MihaiValentin / lunr-languages

A collection of languages stemmers and stopwords for Lunr Javascript library
Other
431 stars 163 forks source link

"multiLanguage" method doesn't work with Japanese. #45

Open rikuson opened 6 years ago

rikuson commented 6 years ago

Hi, I think "multiLanguage" method doesn't work with Japanese.

<!DOCTYPE html>
<html>
  <head>
    <meta charset="utf-8" />
    <title>Lunr multi-language demo</title>
    <script src="./src/lunr/lunr.js"></script>
    <script src="./src/lunr-languages/lunr.stemmer.support.js"></script>
    <script src="./src/lunr-languages/tinyseg.js"></script>
    <script src="./src/lunr-languages/lunr.ja.js"></script>
    <script src="./src/lunr-languages/lunr.multi.js"></script>
  </head>
  <body>
    <p>Open developer tools and observe the results in the Console tab. View source for code.</p>
    <script>
      /* init lunr */
      var idxEn = lunr(function () {
        this.field('body')
        this.add({"body": "この文章は日本語で書かれています。", "id": 1})
        this.add({"body": "This text is written in the English language.", "id": 2})
      });
      var idxJp = lunr(function () {
        this.use(lunr.ja);
        this.field('body')
        this.add({"body": "この文章は日本語で書かれています。", "id": 1})
        this.add({"body": "This text is written in the English language.", "id": 2})
      });
      var idxMulti = lunr(function () {
        this.use(lunr.multiLanguage('en', 'ja'));
        this.field('body')
        this.add({"body": "この文章は日本語で書かれています。", "id": 1})
        this.add({"body": "This text is written in the English language.", "id": 2})
      });
      console.log('Search for `日本語` (English pipeline): ', idxEn.search('日本語'));
      console.log('Search for `languages` (English pipeline): ', idxEn.search('languages'));
      console.log('Search for `日本語` (Japanese pipeline): ', idxJp.search('日本語'));
      console.log('Search for `languages` (Japanese pipeline): ', idxJp.search('languages'));
      console.log('Search for `日本語` (Jp + En pipeline): ', idxMulti.search('日本語'));
      console.log('Search for `languages` (Jp + En pipeline): ', idxMulti.search('languages'));
    </script>
  </body>
</html>

And the console showed like this.

1 Search for 日本語 (English pipeline): Array [] 2 Search for languages (English pipeline): Array [ {…} ] 3 Search for 日本語 (Japanese pipeline): Array [ {…} ] 4 Search for languages (Japanese pipeline): Array [] 5 Search for 日本語 (Jp + En pipeline): Array [] 6 Search for languages (Jp + En pipeline): Array [ {…} ]

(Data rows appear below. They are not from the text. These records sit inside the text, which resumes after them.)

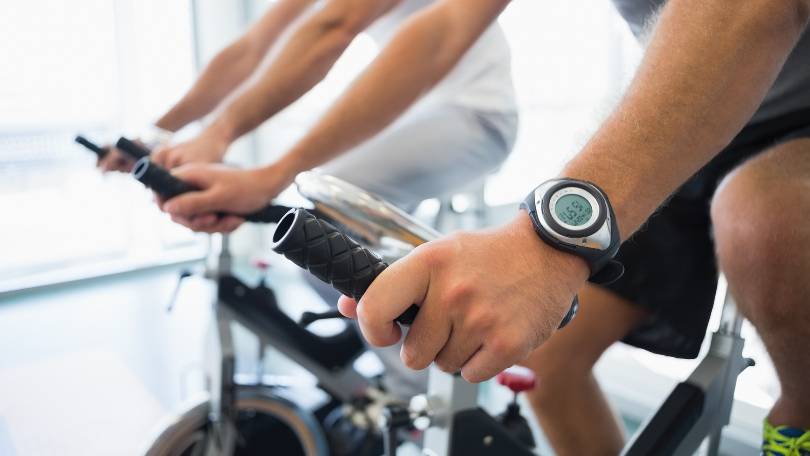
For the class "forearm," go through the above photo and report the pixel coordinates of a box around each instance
[563,0,807,238]
[274,0,508,175]
[156,0,311,131]
[211,0,392,142]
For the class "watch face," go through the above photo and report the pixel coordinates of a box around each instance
[554,193,593,227]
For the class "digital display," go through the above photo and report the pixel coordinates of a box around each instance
[554,195,593,226]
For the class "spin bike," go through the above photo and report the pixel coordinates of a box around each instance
[76,137,393,456]
[76,135,753,456]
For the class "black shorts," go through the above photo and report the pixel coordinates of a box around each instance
[607,109,810,358]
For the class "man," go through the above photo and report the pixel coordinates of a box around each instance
[105,0,517,396]
[161,0,810,454]
[100,0,517,214]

I guess "5" should return Array [ {…} ].

I've tried demo and it worked. And the console showed like this.

1 Search for Русских (English pipeline): Array [] 2 Search for languages (English pipeline): Array [ {…} ] 3 Search for Русских (Russian pipeline): Array [ {…} ] 4 Search for languages (Russian pipeline): Array [] 5 Search for Русских (Ru + En pipeline): Array [ {…} ] 6 Search for languages (Ru + En pipeline): Array [ {…} ]

Thank you.

railsstudent commented 5 years ago

The stemmer function of Japanese looks like the following: lunr.jp.stemmer = (function() {

        /* TODO japanese stemmer  */
        return function(word) {
            return word;
        }
    })();

Could it be the cause of empty array?

My work projects also requires Japanese search capability and the result is less than ideal.

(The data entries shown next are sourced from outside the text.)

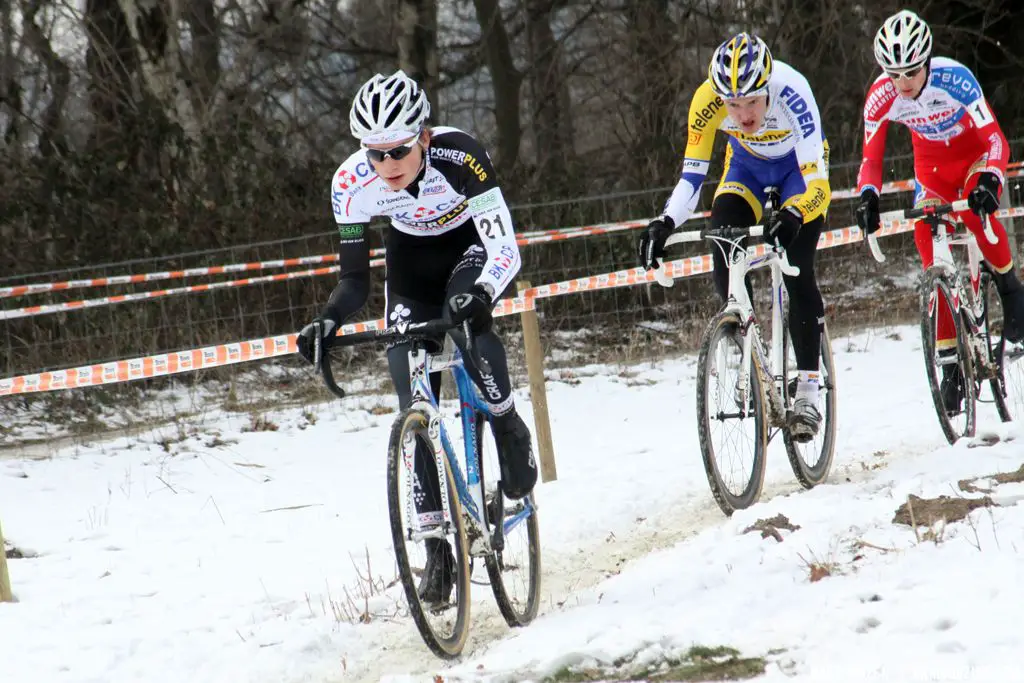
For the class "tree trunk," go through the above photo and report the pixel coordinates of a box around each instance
[397,0,438,114]
[626,0,684,178]
[84,0,137,152]
[473,0,522,167]
[525,0,573,193]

railsstudent commented 5 years ago

For Japanese, lunr behaves as exact search instead of index search.

skoji commented 4 years ago

I found that use(lunr.multiLanguage('ja')); is worse than use(lunr.ja)

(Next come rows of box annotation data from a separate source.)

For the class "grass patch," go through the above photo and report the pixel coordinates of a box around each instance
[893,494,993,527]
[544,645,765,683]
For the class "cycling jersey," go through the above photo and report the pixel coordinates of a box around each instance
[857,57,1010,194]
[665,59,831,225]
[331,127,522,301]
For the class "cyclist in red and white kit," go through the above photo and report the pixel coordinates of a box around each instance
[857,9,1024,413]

Here is a slightly modified version of @rikuson 's example https://jsbin.com/hanacul/edit?html,output

biosocket commented 4 years ago

It seems like the Japanese segmenter is not running on the search string. If you search for more than one Japanese word without a space between the words (which is how the Japanese write, right?), no results are returned.

To clarify, when you index the sentence, この文章は日本語で書かれています, the segmenter breaks it down into: い て ます れ 文章 日本語 書か

But if you search "書かれ" without a space between the phrases, nothing is found.

knubie commented 3 years ago

This is due to the fact that japanese implements a custom tokenizer in addition to the standard pipeline functions. The multilang plugin only adds the pipeline functions for each language, and doesn't touch the tokenizer. The multilang plugin should be modified to compose all of the tokenizers in the language list.

For the record this is how to work around the issue:

var lunr = require('./lib/lunr.js');
require('./lunr.stemmer.support.js')(lunr);
require('./lunr.ru.js')(lunr);
require('./lunr.multi.js')(lunr);

var idx = lunr(function () {
  // the reason "en" does not appear above is that "en" is built in into lunr js
  this.use(lunr.multiLanguage('en', 'ru'));
  // Compose the japanese tokenizer with the built-in tokenizer
  this.tokenizer = function(x) {
    lunr.ja.tokenizer(x).concat(lunr.tokenizer(x));
  };
  // then, the normal lunr index initialization
  // ...
});
simonbate commented 2 years ago

I've attempted this fix, but it fails. It's unclear why the example uses 'ru', where I would think we want 'ja' throughout. It failed when I tried using 'ru' as indicated; it also fails when using 'ja' where it would seem more appropriate.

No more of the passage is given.